Experienced superintendents can tell at a glance when turf needs feeding. They recognize when color is fading and when tillering is slowing. They know how, when, and what materials are needed to make turf respond with vigor.
This knowledge comes from the day-to-day working experiences and visual observations that take place during many seasons on the golf course. Combine this experience with modern technology and academic training, and the result is consistently superior conditions.
TIP: When in doubt, test two separate samples of soil from the same location to ensure accurate results of nutrients in the soil of the area in question. As in all testing, results can vary.
Preparing a Fertilizer Program
A plan to feed the grass must be in place at the start of the growing season. Such a plan should be carefully prepared and be based on soil testing and the nutritional requirements of the grass plant for a specific climatic zone.
Older, well-established turf requires less fertilizer than turf on a newly constructed golf course. The game of golf is more pleasurable when played on lean turf than it is on lush, succulent grass.
Lean turf is equated with healthy turf. More often than not, less is better, and moderation should be practiced not only when it comes to feeding the plant but in all facets of golf course management.
A fertilizer program should state the specific areas to be fertilized, the number and timing of applications required, the quantity, and type of fertilizer to be applied. Remember that grass plants experience an inner urge to grow vigorously and after a period of dormancy need very little fertilization.
At other times, the grass needs nutritional supplements to boost its growth. Knowing when and what to apply is based on judgment, experience, and careful study.
Based on the plan and the budget of the golf course, the materials can be purchased all at once or when needed. Purchasing surplus fertilizer that is not needed for immediate use at discount prices is only cost effective if the fertilizer can be stored properly.
Granular fertilizer should be stored in a dry place on pallets, and liquid fertilizer is often stored in the chemical building. Granular fertilizer that is bagged and shrink-wrapped can become moist making it difficult to apply.

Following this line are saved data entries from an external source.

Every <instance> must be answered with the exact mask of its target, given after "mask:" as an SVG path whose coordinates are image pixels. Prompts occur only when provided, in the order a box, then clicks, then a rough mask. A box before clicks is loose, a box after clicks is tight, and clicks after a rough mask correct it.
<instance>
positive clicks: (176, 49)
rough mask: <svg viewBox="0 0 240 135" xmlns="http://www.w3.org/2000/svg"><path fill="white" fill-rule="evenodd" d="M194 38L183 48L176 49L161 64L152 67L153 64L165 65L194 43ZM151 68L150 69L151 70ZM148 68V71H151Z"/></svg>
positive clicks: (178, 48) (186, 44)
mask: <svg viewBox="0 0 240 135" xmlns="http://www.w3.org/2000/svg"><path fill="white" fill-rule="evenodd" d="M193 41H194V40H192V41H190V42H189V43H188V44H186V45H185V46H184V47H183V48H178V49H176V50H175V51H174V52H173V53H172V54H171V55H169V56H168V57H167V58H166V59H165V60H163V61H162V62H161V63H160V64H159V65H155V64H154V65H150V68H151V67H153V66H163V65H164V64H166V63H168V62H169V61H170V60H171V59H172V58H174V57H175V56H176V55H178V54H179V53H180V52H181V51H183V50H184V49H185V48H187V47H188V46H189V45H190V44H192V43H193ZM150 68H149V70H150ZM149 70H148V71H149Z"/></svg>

Turfgrass nutrition is an extremely complex subject that requires a thorough understanding of soil chemistry and the materials available to feed the grass plant.

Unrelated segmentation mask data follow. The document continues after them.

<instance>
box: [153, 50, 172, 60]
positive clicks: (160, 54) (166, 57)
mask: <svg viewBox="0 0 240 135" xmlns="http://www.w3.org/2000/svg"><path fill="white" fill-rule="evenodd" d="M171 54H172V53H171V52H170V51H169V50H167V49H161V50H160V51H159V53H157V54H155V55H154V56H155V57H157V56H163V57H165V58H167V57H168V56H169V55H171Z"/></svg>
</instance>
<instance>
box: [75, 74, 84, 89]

Most superintendents are now college graduates of either two- or four-year programs and should be well prepared to understand fertilizers, their optimum rates, and times of application.
Why, then, are so many ready and willing to abdicate their responsibility to the first fertilizer salesperson who knocks on the office door?
Superintendents ought to take their responsibilities seriously and formulate their own programs.
Perhaps testing a “new” fertilizer on a trial area or nursery green is the best way to see how the product will react, allowing a comparison to areas that are fertilized with different products, or comparisons to areas that are not fertilized at all.
It is wise to seek help when uncertain, but the final decision rests with the superintendent.
A well-trained and knowledgeable superintendent is the best qualified person to make the final decision, and it should be based with a degree of frugality, resulting in the best program at the most economical price for the employer.